Casio began not with watches but with calculation. Tadao Kashio founded Kashio Seisakujo in Tokyo in 1946, and with his three brothers developed the 14-A in 1957, the world's first compact all-electric relay calculator, incorporating the business as Casio Computer Co. that same year. The move into watchmaking came in November 1974 with the Casiotron, a digital watch whose claim to fame was an automatic calendar that knew how many days each month had, a small feat of logic that announced how an electronics firm would approach timekeeping.

Casio's landmark is the G-Shock. Engineer Kikuo Ibe, after breaking a treasured watch given to him by his father, set out to build one that could not break, chasing a triple-10 target: survive a 10-meter drop, resist water to 10 bar, and run 10 years on a battery. After roughly 200 prototypes, the insight that a module floating within a hollow structure could absorb shock, inspired by watching a rubber ball bounce, produced the DW-5000C in April 1983. Its square case and protective philosophy still define the line today.

Around it grew a catalog of quietly important watches. The F-91W of 1989, a featherweight resin digital with alarm, stopwatch, and a battery that runs for years, became one of the best-selling watches ever made and remains in production essentially unchanged. The Databank series from 1984 put a phone directory on the wrist, calculator watches like the CA-50 turned up in Hollywood films, and the A158 and A168 on steel bracelets carried the same plain-spoken design language to dressier wrists.

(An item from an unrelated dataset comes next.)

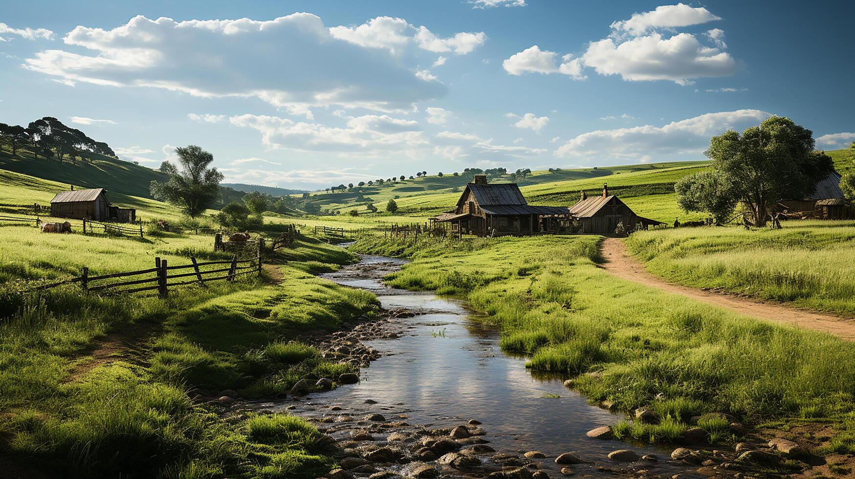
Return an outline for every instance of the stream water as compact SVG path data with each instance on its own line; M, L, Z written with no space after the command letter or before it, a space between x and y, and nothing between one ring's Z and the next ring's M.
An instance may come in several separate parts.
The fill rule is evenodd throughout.
M385 309L406 308L416 313L395 320L403 330L398 338L366 341L383 356L362 370L360 381L304 401L264 407L290 405L295 413L317 417L337 406L353 415L402 415L408 423L433 428L477 419L491 446L510 453L540 451L547 458L539 464L553 476L560 476L562 466L552 459L568 452L585 461L572 466L582 476L638 476L640 470L665 477L678 472L693 476L693 469L669 460L670 449L587 437L588 430L613 424L620 417L587 404L563 386L563 378L533 376L525 368L525 358L503 352L498 332L477 321L463 301L383 285L382 276L404 263L363 256L357 265L324 275L339 284L373 292ZM365 404L366 399L377 404ZM620 463L606 458L623 448L655 454L659 460Z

Vintage Casio collecting rewards attention to module numbers, the small code on the case back that identifies the electronics inside. Early screw-back G-Shocks such as the DW-5000C and DW-5600C command real money, original Casiotrons are genuinely scarce, and clean examples of 1980s models with intact resin and bright displays get harder to find every year, since polymer cases age in a way steel does not. It is one of the few corners of collecting where the landmark pieces remain affordable.